Le gouvernement Yamandú Orsi a convoqué les partis d'opposition et les organisations de la société civile pour préparer un plan de sécurité publique, dans l'intention qu'il soit en vigueur depuis 2026. L'intention des autorités est de réaliser un «modèle uruguayen dans les politiques de sécurité publique», a défini le ministre de l'Intérieur Carlos Negro, dans la présentation de ce lundi.
La présentation d'un rapport technique sur la violence et le crime a été le point de départ de ce travail, qui sera développé en cinq phases. Cela exprime que l'Uruguay « fait face à un scénario de criminalité et de violence complexes, hétérogènes et transformations ».
« Alors que certains indicateurs montrent des améliorations, d'autres révèlent la persistance des problèmes structurels, ainsi que l'apparition d'une dynamique nouvelle et plus sophistiquée qui exige une profonde repensation des stratégies de sécurité », indique la publication.

En Uruguay, il y a une « présence simultanée de violence armée soutenue, une expansion du trafic de drogue, une croissance des crimes numériques et des déficits institutionnels ». Cela provoque une « combinaison dangereuse » qui, dans la région, a déjà eu des « conséquences dévastatrices ». Un autre problème qui ajoute au pays est la «crise structurelle» du système pénitentiaire uruguayen.
Un autre aspect qui analyse le diagnostic est l'expansion du crime organisé.
« L'Uruguay a cessé d'être un territoire périphérique pour devenir une plate-forme plus logistique au sein du crime organisé régional, du moins en ce qui concerne certains marchés illégaux spécifiques, tels que le trafic de drogue et la pêche illégale », évaluent les auteurs du rapport. Le pays a un « propre modèle criminel », qui dans ce diagnostic est défini comme « fragmenté, avec plusieurs acteurs autonomes et des relations occasionnelles avec les réseaux transnationaux ».
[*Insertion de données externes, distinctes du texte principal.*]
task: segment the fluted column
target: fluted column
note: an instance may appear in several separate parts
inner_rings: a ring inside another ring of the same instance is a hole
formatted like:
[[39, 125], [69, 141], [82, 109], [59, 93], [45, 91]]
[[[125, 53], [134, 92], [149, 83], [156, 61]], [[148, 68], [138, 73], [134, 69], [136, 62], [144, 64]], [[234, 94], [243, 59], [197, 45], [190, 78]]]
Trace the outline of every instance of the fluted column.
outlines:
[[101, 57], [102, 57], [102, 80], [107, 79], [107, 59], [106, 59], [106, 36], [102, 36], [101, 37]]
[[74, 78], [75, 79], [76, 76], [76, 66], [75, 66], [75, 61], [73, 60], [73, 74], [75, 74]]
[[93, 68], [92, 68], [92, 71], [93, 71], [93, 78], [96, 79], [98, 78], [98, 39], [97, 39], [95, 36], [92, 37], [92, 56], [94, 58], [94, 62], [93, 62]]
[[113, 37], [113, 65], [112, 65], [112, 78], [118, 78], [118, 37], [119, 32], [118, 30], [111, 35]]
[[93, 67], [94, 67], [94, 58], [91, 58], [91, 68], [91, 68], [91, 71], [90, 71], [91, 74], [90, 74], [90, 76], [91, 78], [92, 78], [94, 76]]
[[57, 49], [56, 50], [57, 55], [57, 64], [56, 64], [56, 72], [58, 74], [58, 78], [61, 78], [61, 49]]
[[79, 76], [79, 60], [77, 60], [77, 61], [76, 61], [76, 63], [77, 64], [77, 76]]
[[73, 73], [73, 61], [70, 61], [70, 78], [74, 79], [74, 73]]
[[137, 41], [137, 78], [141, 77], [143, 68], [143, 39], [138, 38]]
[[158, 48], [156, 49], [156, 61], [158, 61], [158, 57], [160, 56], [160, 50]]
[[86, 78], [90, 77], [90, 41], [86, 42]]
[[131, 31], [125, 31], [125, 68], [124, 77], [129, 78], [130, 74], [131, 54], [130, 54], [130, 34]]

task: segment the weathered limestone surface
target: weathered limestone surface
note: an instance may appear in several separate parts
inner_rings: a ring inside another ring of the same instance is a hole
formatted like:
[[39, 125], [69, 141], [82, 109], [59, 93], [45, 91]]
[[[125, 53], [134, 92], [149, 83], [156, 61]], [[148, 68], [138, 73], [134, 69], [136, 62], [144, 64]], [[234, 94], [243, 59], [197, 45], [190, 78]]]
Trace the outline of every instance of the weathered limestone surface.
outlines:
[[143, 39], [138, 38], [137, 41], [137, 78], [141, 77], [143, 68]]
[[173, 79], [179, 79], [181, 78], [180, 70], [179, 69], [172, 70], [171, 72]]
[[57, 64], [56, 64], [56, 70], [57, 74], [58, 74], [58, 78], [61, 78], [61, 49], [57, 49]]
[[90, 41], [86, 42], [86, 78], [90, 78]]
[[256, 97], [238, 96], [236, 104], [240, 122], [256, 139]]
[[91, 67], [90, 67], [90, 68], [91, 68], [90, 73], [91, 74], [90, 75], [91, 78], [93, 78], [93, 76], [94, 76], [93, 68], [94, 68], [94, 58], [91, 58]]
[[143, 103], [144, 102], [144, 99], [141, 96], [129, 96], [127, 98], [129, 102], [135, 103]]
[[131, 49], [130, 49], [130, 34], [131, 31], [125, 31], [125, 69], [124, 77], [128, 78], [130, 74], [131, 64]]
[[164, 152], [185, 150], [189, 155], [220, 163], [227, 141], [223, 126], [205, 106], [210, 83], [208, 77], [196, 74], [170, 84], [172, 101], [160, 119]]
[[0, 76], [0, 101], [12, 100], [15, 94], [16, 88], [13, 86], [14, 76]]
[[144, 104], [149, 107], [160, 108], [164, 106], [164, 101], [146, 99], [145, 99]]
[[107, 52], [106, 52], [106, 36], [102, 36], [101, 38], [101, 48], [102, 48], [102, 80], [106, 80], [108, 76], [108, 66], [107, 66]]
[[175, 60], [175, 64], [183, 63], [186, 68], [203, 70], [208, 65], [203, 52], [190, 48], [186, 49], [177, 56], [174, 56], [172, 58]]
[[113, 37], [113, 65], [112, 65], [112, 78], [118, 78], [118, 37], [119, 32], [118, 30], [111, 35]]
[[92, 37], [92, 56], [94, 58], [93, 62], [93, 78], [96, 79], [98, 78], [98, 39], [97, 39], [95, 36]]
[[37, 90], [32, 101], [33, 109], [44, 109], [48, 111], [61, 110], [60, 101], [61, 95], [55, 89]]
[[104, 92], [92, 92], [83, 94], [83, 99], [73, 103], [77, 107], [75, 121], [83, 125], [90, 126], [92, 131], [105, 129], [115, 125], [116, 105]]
« Cette expansion du crime organisé est exprimée par la croissance de la croissance, comme les drogues et les formes de violence associées aux différends territoriaux », indique la publication.
L'Uruguay est devenu ces dernières années un point de transit des expéditions de cocaïne en Europe et a, dans le port de Montevideo, une voie clé pour l'exportation.
Dans son discours, le ministre Carlos Negro a déclaré: « La sécurité est la principale préoccupation de l'Uruguayen pendant des décennies. Cependant, jusqu'à présent, personne n'a réussi à donner les solutions attendues. Il est clair que si nous voulons des résultats différents, nous devons faire quelque chose de différent. »
Negro a souligné dans son discours que dans ce cas, il y aura un large dialogue politique, qui recevra les propositions de chacun. Mais il a averti qu'il était conçu pour continuer à travailler même lorsque personne ne voulait contribuer. L'invitation était pour les travailleurs, les hommes d'affaires, les organisations sociales, les universitaires, les partis politiques et les agences internationales.

« Le plan comprendra et poursuivra les lignes prioritaires que nous définissons en supposant: les homicides, la violence, le contrôle des armes et la réforme du pénitencier. La sécurité n'est pas seulement un problème de police », a déclaré le ministre.
Un autre de ceux qui ont présenté au début de ce plan étaient le conseiller du ministère de l'Intérieur Emiliano Redido. « Au cours des 20 dernières années, le budget de la sécurité publique a plus que dupliqué. Autrement dit, le pays, le système politique, a fait un très gros effort pour résoudre ces problèmes. Il n'a pas obtenu les résultats recherchés. Nous avons une qualité de dépenses pire: plus de problèmes de sécurité et plus de dépenses », a-t-il averti lors d'une conférence de presse.
Un exemple qui reflète le problème de la qualité des dépenses est dans le système pénitentiaire, qui est devenu une « entreprise moche » pour les Uruguayens. Les prisons ont un surpeuplement critiqueselon des rapports d'experts, et le plus grand nombre moyen de prisonniers en Amérique latine.
« Nous avons besoin de partis politiques à la recherche d'accords, en essayant de faire des réformes dans le pouvoir législatif, datant d'une certaine durabilité à long terme aux politiques, car bon nombre de ces problèmes auxquels sont confrontés le pays ne seront pas résolus à court terme », a déclaré Red.